Central Texas Gardener
I have a mutant rose.
I discovered this oddness in December. I started asking around amongst my network of gardener and Master Naturalist friends. Not too many people had seen anything like it, and fewer still wanted to hazard a guess. One of the answers I got from my posse was that is was fasciation, a not-quite-understood condition of abnormal – almost hyperactive – growth.
Simultaneously, I’d submitted my question to Daphne Richards, Travis County’s chief horticulturalist for Texas Agrilife Extension. In January, she disagreed with the idea that this was fasciation, but her answer took on some epic feats of explanation for the mechanics of plant growth and the hormones that control it. “I think the issue with your rose is just an anomaly of several buds forming at the same node and not separating. Kind of like included bark on a tree. Something may have slightly damaged the apex and caused this response,” wrote Daphne.
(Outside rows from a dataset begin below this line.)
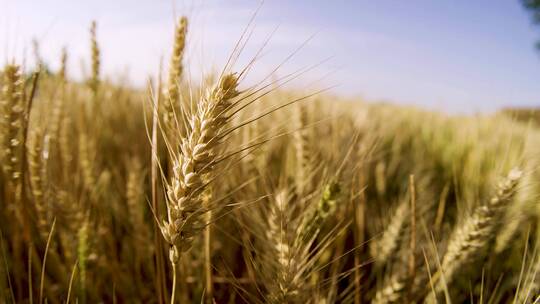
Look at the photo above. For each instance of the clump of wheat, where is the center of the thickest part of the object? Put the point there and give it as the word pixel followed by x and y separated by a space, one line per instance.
pixel 477 231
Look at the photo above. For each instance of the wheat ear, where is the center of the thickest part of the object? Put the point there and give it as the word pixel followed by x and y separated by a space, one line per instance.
pixel 175 72
pixel 192 166
pixel 12 119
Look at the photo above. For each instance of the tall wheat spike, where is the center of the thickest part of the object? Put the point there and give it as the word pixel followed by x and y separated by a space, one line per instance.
pixel 12 119
pixel 193 164
pixel 176 70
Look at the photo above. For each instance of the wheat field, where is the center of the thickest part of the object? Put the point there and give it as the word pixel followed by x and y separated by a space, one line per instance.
pixel 224 192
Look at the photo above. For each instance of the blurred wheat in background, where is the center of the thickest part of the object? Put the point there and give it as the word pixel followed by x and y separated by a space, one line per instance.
pixel 224 192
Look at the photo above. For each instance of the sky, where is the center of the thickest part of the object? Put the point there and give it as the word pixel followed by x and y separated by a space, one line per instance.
pixel 455 55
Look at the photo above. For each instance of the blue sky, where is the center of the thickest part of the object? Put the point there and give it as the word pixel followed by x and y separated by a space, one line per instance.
pixel 460 56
While her initial email response was fantastically detailed, it was casual and engaged, too. Over time, however, she honed a response to become a Question of the Week segment on Central Texas Gardener. That episode aired this week.
httpv://www.youtube.com/watch?v=n1Fzym_ChpA&list=PLzZq6PfhaX739ru7GY1BHIgaGdadbSM1k&index=2&spfreload=10
Incidentally, I am slated to appear this Summer on CTG to talk about the role of the Capital Area Master Naturalists in habitat gardening.
I will probably not be discussing mutant roses.